Fão, com as suas ruas, praças, travessas e largos, apresenta-se como um livro aberto, uma flor à espera que alguém a regue para que desabroche sob a forma do saber, uma floresta virgem que aguarda ser explorada e conhecida para que se descubra as suas belezas, um tesouro de história guardado em fragmentos de granito a partir do qual se torna possível conhecer os protagonistas de um passado mais ou menos recente, cujos nomes fazem parte do nosso quotidiano, do nosso presente.
A História é um processo contínuo de interacção entre o historiador e os seus factos, um diálogo interminável entre o presente e o passado. Neste sentido, o novofangueiro online partiu à descoberta e propõe-se a dar a conhecer aos fãozenses um pouco mais sobre a nossa história que, todos os dias, comunica connosco, silenciosamente.
A rua de Serpa Pinto é uma das principais artérias de Fão. Também conhecida, vulgarmente, como rua das Pedreiras é uma das mais extensas da nossa vila e representa uma das vias de ligação à vizinha Fonte Boa.
Esta rua realça-se pelo ar asseado e ambiente acolhedor, visto que para quem passa é habitual encontrar a simpatia das pessoas, sob a forma de um sorriso, quando assomam à janela ou portas ou ainda pela atmosfera de convívio quando se juntam à conversa nas tardes soalheiras de domingo.
Pode-se ainda destacar as alminhas a meio da rua onde os mais crentes podem cumprir e manifestar a sua devoção.
Está, igualmente, ligada a esta rua e à sua designação a Associação Cultural, Recreativa e Desportiva Águias de Serpa Pinto, fundada há cerca de três décadas pela iniciativa de um grupo de jovens.
Há alguns anos, por altura das festas do Senhor Bom Jesus, esta rua era representada por uma marcha na qual os figurantes, vestindo os coloridos trajes de ceifeiros, viajavam ao passado e simbolizavam a principal actividade económica dos que lá viviam outrora.

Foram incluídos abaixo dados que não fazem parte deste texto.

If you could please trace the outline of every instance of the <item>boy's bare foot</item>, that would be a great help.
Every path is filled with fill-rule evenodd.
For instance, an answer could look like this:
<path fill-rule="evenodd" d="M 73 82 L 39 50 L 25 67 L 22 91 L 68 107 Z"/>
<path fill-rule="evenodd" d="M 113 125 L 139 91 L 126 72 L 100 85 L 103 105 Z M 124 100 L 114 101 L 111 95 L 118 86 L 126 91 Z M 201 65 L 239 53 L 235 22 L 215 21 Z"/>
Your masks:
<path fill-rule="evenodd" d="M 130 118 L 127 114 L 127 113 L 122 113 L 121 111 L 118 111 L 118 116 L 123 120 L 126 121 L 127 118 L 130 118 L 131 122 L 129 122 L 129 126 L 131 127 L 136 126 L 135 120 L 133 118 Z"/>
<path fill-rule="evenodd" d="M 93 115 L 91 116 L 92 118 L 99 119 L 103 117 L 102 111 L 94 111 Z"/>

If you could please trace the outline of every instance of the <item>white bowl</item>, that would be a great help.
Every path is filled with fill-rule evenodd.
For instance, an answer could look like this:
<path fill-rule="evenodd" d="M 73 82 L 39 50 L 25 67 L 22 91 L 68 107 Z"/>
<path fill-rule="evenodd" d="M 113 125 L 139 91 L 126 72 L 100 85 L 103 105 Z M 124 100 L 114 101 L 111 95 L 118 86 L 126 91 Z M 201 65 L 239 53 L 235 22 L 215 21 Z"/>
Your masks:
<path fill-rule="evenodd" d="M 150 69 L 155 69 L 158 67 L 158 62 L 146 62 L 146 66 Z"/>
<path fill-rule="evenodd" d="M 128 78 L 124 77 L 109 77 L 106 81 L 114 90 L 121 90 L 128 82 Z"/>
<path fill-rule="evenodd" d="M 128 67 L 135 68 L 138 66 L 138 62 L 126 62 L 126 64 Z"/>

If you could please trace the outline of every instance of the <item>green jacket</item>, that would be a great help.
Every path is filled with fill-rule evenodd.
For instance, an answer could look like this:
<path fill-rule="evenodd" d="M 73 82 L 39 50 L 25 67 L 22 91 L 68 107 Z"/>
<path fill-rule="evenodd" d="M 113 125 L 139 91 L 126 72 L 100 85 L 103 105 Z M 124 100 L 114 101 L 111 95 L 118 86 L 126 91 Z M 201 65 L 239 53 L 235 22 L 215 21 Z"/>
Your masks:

Serpa Pinto foi uma dos mais importantes portugueses do século XIX e realçou-se por ter desempenhado as funções de explorador de África e de administrador colonial português.
Integrou e dirigiu algumas das várias missões exploratórias portuguesas empreendidas com o intuito de afirmar a soberania histórica de Portugal sobre os territórios africanos.
Nos finais do século XIX, sobejava a escassez de informação e conhecimento relativamente ao continente africano. Neste campo, Serpa Pinto deu um contributo fundamental no que concerne ao reconhecimento e mapeamento do interior do continente, sobretudo da sua parte central e meridional.
O nome de Alexandre Serpa Pinto está, de igual modo, ligado à viagem exploratória de 1877 que visava o estudo das bacias hidrográficas entre os Rios Zaire e Zambeze, bem como ligar Angola a Moçambique pela via terrestre. No entanto, este sonho de descoberta de uma comunicação por terra entre as duas colónias costeiras terminou devido ao Ultimato Inglês de 1890.
A sua popularidade cresceu por esta altura conduzindo à sua aclamação por todo o país sob as mais diversas formas tendo sido uma delas a de “dar” nome às principais ruas de cada cidade ou vila.
Este personagem faz parte da história e imaginário colectivos nacionais e em particular de Fão.